Sanat ve iletişim özgürlüğünün güvence altında olmadığı bu ortamda CHP lideri Kemal Kılıçdaroğlu’nun CHP’li yerel yönetimlere çağrısı son derece önemli. İki Genel Başkan Yardımcısı, Gamze Akkuş İlgezdi ve Seyit Torun’un koordinatörlüğünde hazırlanan ve uygulanması denetlenecek olan talimat, sekiz madde içeriyor. Bu maddelerin bir bölümü, CHP’li yerel yönetimlerin bir kısmı -özellikle İzmir Büyükşehir Belediyesi- tarafından zaten uygulanmakta.
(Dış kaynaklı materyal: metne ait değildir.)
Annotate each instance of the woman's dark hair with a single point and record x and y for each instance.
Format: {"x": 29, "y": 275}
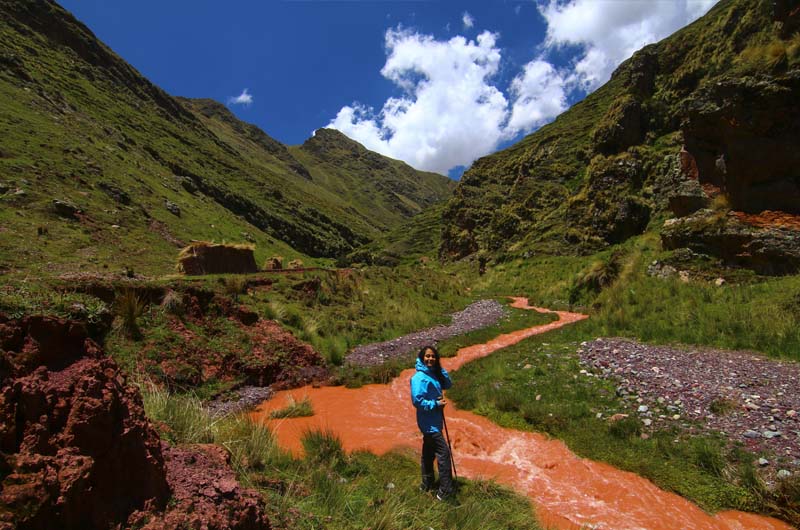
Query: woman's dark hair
{"x": 437, "y": 368}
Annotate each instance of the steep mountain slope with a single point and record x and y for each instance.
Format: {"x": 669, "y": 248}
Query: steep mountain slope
{"x": 613, "y": 162}
{"x": 99, "y": 167}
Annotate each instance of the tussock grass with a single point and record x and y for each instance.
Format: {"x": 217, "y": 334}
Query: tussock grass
{"x": 172, "y": 303}
{"x": 550, "y": 396}
{"x": 182, "y": 415}
{"x": 294, "y": 409}
{"x": 128, "y": 307}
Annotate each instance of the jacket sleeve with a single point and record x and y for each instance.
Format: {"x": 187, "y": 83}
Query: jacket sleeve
{"x": 446, "y": 382}
{"x": 419, "y": 388}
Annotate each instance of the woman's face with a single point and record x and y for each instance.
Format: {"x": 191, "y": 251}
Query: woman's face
{"x": 429, "y": 358}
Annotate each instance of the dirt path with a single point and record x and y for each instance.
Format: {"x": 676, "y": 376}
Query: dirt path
{"x": 568, "y": 492}
{"x": 477, "y": 315}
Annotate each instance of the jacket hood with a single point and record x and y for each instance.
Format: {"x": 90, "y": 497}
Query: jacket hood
{"x": 422, "y": 368}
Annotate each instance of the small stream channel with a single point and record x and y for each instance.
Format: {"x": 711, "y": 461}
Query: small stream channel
{"x": 568, "y": 492}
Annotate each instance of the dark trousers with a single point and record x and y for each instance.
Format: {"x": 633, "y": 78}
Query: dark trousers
{"x": 434, "y": 445}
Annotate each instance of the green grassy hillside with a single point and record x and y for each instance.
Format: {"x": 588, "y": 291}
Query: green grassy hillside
{"x": 139, "y": 173}
{"x": 598, "y": 175}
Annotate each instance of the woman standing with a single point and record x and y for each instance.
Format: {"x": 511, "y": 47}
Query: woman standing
{"x": 426, "y": 395}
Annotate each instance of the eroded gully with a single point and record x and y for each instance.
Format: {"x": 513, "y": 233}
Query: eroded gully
{"x": 567, "y": 491}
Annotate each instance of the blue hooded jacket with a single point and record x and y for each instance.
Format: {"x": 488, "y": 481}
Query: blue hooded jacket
{"x": 425, "y": 392}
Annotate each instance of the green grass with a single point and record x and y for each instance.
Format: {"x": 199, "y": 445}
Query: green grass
{"x": 536, "y": 385}
{"x": 749, "y": 312}
{"x": 330, "y": 488}
{"x": 87, "y": 128}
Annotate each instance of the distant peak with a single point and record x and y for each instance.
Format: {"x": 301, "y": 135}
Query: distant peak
{"x": 326, "y": 139}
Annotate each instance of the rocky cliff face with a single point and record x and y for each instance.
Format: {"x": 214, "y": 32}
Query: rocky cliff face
{"x": 743, "y": 134}
{"x": 710, "y": 111}
{"x": 77, "y": 449}
{"x": 77, "y": 452}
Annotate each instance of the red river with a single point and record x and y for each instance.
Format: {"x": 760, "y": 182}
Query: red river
{"x": 567, "y": 491}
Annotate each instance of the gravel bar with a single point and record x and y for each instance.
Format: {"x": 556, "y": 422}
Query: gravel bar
{"x": 744, "y": 395}
{"x": 477, "y": 315}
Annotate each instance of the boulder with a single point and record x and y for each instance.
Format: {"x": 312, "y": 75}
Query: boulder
{"x": 766, "y": 250}
{"x": 65, "y": 209}
{"x": 743, "y": 134}
{"x": 115, "y": 192}
{"x": 622, "y": 126}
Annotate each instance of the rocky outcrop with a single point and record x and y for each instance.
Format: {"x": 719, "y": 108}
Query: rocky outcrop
{"x": 207, "y": 258}
{"x": 767, "y": 250}
{"x": 606, "y": 209}
{"x": 77, "y": 452}
{"x": 621, "y": 127}
{"x": 743, "y": 134}
{"x": 71, "y": 429}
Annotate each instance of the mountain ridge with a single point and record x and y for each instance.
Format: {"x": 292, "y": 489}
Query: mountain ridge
{"x": 605, "y": 169}
{"x": 144, "y": 171}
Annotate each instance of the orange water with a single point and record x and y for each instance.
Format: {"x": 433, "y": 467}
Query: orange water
{"x": 568, "y": 492}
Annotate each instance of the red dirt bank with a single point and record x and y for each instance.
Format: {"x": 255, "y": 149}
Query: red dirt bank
{"x": 76, "y": 450}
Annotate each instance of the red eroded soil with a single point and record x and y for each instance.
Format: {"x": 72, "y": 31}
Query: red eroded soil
{"x": 568, "y": 492}
{"x": 77, "y": 452}
{"x": 770, "y": 219}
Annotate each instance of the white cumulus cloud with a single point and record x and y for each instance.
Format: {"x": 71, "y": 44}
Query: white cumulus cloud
{"x": 467, "y": 19}
{"x": 449, "y": 113}
{"x": 540, "y": 94}
{"x": 610, "y": 32}
{"x": 242, "y": 99}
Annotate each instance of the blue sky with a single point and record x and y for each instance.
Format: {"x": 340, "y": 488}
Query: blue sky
{"x": 435, "y": 83}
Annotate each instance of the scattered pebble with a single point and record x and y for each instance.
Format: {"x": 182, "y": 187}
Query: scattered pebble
{"x": 477, "y": 315}
{"x": 742, "y": 394}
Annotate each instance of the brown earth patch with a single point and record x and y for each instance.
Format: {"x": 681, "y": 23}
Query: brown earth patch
{"x": 70, "y": 428}
{"x": 205, "y": 494}
{"x": 770, "y": 219}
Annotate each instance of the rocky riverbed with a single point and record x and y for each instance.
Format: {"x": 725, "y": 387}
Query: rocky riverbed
{"x": 477, "y": 315}
{"x": 749, "y": 398}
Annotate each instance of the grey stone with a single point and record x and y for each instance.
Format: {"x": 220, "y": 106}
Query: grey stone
{"x": 173, "y": 208}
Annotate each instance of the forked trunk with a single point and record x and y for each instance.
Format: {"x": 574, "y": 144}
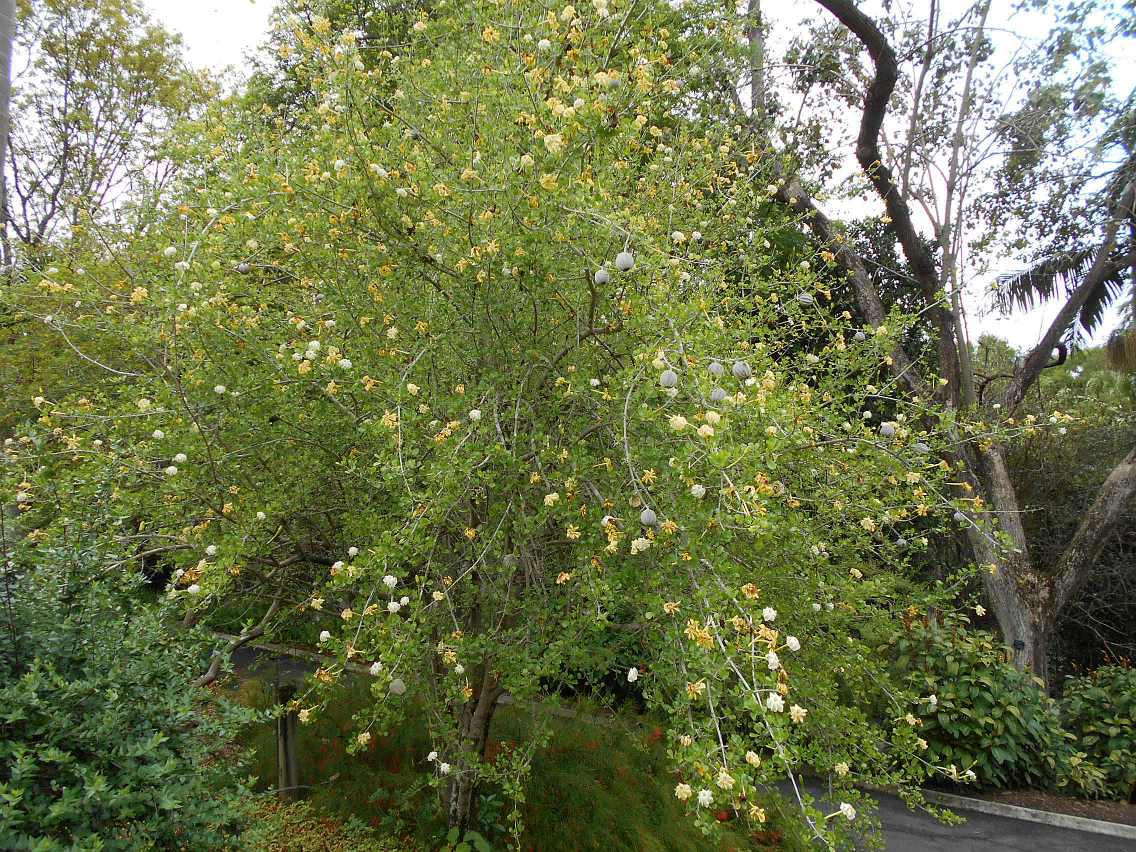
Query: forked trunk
{"x": 474, "y": 719}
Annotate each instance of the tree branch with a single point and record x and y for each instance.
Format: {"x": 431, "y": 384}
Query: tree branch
{"x": 1038, "y": 357}
{"x": 868, "y": 155}
{"x": 244, "y": 637}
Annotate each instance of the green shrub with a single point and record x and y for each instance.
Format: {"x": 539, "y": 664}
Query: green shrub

Ama, bu uygulamaların CHP’li başkanlarca yönetilen tüm yerel yönetimlere yaygınlaştırılmasını bekleyebiliriz artık.

***

Sanata gelince “paramız yok” demeyi adet haline getirmiş bazı yerel yöneticiler için yol gösterici olmasını dilerim bu sekiz maddenin. Sanat etkinliklerine mekan tahsis etmekten, tiyatro, konser, dans gösterisi, fuar, söyleşi gibi etkinliklerin yaygınlaştırılmasına uzanan bu önlemler paketinde sinema sanatının ’gibi’ sözcüğü içine sıkıştırılmasına anlam veremedim doğrusu. Bir de, niceliğin yeterli olmadığının, niteliğin, yani ‘özgün’lüğün öneminin vurgulanmasını isterdim. Kalıcı bir iz bırakmayan, dostlar alışverişte görsün tarzındaki etkinlikler ne sanatçının, ne de kentin derdine deva olacaktır.